Gyozas are also known as pot stickers. To make them, use store-bought gyoza wrappers or use our easy recipe to make your own! For the pork-like vegan filling, we used Cedar Lake Deli-Franks, but other brands may be substituted.
Makes 16 gyozas.
Ingredients:
- 4 tsp toasted sesame oil (divided use)
- 1 c finely chopped cabbage
- 1/2 c finely chopped green onion
- 4 cloves garlic, finely chopped
- 4 veggie franks, grated or mashed
- 2 tsp sugar
- 2 tsp soy sauce
- 2 tsp nutritional yeast (optional)
- 1 tsp grated fresh ginger
- 1/4 tsp red pepper flakes
- 16 gyoza wrappers
- 2/3 c water (divided)
Directions:
- In a large skillet on a medium setting, heat 2 teaspoons of the sesame oil. Saute the cabbage, green onion and garlic for about 3 minutes. Remove from heat.

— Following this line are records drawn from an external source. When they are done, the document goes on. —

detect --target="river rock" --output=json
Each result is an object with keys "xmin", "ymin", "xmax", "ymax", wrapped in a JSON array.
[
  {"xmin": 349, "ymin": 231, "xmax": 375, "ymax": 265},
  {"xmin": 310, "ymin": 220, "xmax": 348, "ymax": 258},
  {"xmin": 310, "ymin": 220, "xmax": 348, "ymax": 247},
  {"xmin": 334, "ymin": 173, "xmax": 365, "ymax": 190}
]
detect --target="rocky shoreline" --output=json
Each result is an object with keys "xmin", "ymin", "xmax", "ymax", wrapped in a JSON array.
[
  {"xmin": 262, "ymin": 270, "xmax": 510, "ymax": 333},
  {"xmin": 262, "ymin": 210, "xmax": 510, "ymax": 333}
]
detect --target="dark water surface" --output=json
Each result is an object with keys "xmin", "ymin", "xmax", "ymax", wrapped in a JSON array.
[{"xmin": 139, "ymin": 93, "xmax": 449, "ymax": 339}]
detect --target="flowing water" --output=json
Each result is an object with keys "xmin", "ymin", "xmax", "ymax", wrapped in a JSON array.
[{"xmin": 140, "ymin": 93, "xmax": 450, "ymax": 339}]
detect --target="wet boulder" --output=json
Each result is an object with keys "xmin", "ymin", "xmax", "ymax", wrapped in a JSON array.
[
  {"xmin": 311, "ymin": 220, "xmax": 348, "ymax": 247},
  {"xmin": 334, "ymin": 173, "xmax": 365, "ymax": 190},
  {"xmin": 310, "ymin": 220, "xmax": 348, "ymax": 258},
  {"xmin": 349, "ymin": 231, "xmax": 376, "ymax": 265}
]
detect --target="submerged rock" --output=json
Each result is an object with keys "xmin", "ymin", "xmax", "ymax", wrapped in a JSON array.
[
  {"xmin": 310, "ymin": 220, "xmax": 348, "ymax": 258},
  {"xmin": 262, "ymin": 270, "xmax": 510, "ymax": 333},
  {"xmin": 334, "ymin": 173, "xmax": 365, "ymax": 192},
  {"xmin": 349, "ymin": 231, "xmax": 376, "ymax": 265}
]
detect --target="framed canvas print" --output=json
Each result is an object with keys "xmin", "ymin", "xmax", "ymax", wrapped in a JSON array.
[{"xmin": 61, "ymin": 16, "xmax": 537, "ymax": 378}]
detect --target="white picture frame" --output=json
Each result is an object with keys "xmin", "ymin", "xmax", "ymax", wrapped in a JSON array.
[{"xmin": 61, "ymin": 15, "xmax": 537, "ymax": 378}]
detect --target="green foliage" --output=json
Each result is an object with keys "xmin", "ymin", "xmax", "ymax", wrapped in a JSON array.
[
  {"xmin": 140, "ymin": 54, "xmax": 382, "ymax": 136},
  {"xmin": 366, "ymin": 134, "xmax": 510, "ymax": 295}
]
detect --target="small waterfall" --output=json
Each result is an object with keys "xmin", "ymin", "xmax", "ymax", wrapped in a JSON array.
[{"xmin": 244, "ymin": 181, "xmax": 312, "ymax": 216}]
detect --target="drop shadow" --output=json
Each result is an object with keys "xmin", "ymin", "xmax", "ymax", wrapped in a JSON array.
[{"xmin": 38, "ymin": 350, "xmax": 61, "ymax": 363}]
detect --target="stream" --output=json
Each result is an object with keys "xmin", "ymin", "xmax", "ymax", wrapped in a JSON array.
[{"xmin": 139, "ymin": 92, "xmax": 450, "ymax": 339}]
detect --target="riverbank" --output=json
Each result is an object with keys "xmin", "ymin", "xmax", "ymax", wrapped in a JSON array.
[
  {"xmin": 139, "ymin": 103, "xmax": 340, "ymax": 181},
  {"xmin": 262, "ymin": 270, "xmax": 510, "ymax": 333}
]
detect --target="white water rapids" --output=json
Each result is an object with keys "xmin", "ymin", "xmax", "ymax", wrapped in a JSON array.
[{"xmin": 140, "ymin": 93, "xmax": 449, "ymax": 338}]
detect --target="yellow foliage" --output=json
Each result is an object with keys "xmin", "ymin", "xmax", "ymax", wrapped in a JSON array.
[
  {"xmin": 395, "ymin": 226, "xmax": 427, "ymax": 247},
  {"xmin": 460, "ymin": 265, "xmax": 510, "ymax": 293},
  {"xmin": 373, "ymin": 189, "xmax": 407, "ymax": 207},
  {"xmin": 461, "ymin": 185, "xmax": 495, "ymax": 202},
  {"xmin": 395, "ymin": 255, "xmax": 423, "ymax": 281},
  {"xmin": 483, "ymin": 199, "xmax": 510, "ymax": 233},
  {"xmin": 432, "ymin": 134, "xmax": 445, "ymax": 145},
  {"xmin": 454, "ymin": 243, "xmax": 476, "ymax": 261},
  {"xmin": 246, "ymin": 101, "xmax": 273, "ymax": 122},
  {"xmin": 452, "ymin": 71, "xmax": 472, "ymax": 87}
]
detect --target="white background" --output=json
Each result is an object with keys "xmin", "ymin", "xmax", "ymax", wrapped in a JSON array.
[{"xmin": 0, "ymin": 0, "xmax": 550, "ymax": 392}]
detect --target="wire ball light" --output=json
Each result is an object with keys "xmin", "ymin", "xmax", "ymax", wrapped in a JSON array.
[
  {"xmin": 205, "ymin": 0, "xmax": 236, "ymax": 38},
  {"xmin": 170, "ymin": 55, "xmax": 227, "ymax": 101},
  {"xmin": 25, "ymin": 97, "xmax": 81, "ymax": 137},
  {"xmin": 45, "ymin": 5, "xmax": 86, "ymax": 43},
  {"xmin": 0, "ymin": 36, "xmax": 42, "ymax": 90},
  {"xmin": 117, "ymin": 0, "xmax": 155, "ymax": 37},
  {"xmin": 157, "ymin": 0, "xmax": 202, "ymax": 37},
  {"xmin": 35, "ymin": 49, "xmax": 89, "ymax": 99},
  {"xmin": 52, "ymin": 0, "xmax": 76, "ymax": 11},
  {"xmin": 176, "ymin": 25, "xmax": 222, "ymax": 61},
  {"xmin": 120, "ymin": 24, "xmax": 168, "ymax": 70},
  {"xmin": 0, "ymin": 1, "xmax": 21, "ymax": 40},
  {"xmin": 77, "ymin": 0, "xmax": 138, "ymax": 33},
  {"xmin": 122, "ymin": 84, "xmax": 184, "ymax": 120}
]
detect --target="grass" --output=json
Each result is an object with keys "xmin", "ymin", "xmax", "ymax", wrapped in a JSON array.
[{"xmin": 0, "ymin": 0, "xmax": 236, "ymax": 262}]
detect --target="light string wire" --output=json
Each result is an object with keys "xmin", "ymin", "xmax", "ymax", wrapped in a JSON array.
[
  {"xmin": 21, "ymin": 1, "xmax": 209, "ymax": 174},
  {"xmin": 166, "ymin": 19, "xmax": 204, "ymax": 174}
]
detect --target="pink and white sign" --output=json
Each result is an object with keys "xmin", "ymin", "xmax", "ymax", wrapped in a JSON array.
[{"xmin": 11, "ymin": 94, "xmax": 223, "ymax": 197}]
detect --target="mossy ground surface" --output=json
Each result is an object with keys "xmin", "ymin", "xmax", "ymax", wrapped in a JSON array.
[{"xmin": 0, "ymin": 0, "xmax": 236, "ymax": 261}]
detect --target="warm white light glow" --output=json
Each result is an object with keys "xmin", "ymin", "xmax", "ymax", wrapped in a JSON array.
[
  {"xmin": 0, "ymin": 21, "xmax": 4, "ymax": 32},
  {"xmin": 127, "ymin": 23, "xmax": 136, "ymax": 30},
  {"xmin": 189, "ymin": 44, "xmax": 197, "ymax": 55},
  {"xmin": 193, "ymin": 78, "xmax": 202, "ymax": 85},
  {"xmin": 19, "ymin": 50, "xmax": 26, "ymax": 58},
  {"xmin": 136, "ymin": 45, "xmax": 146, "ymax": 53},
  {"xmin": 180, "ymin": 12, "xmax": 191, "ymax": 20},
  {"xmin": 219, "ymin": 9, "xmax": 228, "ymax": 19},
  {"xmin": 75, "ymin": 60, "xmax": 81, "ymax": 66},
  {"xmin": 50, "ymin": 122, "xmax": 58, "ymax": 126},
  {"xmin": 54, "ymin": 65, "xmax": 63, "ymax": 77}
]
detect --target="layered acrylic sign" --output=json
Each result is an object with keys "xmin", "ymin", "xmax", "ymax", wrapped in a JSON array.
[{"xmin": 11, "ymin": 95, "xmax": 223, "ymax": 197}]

- Stir in the veggie franks, sugar, soy sauce, nutritional yeast, ginger, and red pepper flakes; blend well. Cool slightly.
- Working in two batches, place a rounded teaspoon of the filling in the center of 8 of the gyoza wrappers. One by one, moisten the edges with a tiny bit of water and fold the wrappers over, sealing them tightly. For the second batch, repeat with the remaining filling and wrappers.
- Coat a large skillet with 1 teaspoon of the sesame oil and place it over low heat. Add 8 gyozas and cook them about 3 minutes, or until all of the bottoms are browned. Turn them over, add 1/3 c of the water, and cover. Simmer and steam about 5 minutes, loosening the bottoms with a spatula half way through. When the water has all evaporated, they are ready to transfer to a serving platter.
- Repeat with the remaining oil, gyozas and water. Serve with a dipping sauce of your choice, or mix a 1:2 ratio of soy sauce to rice vinegar and add some chili oil for an authentic and easy sauce.